Examining nanopore flow cell performance with pictures
16 June 2017
Tweet
My lab are just starting a nanopore genome project, and so we’ve been spending a lot of time playing data-scientist and trying to understand as much as we can about how the nanopore flow cells work, and what information we can get about our flow cell performance that might help us optimise our extractions and library preps. (The details of that are for another time, but let’s just say that we work on eucalypts, and they are tough and FULL of secondary metabolites).
I thought I’d share a few things we’ve been doing, in the hopes of perhaps getting some feedback, but also making sure others don’t have to reinvent the wheel.

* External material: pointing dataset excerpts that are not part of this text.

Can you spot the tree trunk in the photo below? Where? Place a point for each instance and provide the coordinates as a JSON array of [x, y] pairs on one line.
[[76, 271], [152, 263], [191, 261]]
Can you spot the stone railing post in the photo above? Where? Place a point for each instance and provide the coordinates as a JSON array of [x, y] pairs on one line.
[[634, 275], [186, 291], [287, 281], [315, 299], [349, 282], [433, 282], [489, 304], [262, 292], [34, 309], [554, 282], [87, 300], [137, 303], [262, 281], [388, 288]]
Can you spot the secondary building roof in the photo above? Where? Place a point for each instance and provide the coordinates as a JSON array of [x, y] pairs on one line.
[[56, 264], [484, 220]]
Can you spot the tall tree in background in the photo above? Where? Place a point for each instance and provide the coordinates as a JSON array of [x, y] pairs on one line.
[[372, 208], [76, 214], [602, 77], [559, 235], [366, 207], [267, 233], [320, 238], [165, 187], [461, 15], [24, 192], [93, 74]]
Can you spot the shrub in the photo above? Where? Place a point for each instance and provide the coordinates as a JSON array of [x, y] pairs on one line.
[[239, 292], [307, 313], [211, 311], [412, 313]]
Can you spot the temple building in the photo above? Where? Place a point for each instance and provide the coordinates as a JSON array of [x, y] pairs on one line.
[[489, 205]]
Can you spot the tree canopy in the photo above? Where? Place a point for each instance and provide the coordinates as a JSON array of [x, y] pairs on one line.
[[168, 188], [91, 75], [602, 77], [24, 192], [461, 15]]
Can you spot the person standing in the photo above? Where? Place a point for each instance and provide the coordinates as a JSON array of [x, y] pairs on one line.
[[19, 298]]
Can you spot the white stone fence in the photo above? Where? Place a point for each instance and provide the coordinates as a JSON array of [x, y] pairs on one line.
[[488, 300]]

For this post, I’m going to focus solely on things you can do with the super-useful sequencing_summary.txt file that albacore spits out when you basecall. This file is a tab-delimited file that allows you to see what each channel in the flow cell was doing throughout a run, and so provides a good starting point for examining and optimising performance.
All the R code for making the plots here is (in very rough form) here: https://github.com/roblanf/minion_qc/blob/master/plots.R
Probably the first thing you want to know is HOW DID YOU GO? This is pretty trivial to calculate from the file - there’s a summary.stats() function in my R code above. Our stats for this flowcell are:
We’ve obviously got something interesting happening here. Despite size selecting the fragments, we still got a lot of short reads, and a lot of low quality reads. So next we checked whether the short reads are also the low-quality ones...
... and they are.
Of course, if this was our only flow cell, we’d probably just ditch those short low quality reads and go on with our lives. But since we’re planning on doing lots more flow cells, we wanted to know how much more we could figure out about what was happening.
One useful piece of information in the sequencing_summary.txt file is the number of events per template. An ‘event’ is just what MinKnow thinks is a change in the voltage across the pore, and my (shaky) understanding is that when everything is working great, we expect ~1.8 events to correspond to 1 base in the sequence. So we thought we could look at the number of events per base for clues about what might be happening here. The distribution of events per base is informative...
most reads worked fine (that’s the big peak) then there’s this log-normal looking distribution of events per base on top of that. Some of them are pretty high. For clarity in the next plot, I rescaled all events per base >10 to be 10. Then we can look at the scatter plot above, but colour the points by events per base to see which reads were the ones with a lot of events per base
Hah! Now we see something. ALL of the reads with a lot of events per base are the short ones. We don’t know what’s causing this (share your ideas below if you think you do!), but here’s what we think could be happening: some fragments are getting stuck in the pores and are just stalled there. We think this could explain the lengths and the events per base. We think it could explain the events per base because a stalled read could create a lot of events, but Albacore might recognise by the repetitive nature of the events that the read is stalled, so call fewer bases (this is a total guess of course). We think it could explain the lengths if MinKnow figures out that some reads are stalled, and spits them out (e.g. by reversing the current on the pore). If we’re right, this would provide a convenient explanation for our bimodal read-length distribution, which is hard to explain otherwise because any shearing of the DNA should produce more exponential than bimodal distributions.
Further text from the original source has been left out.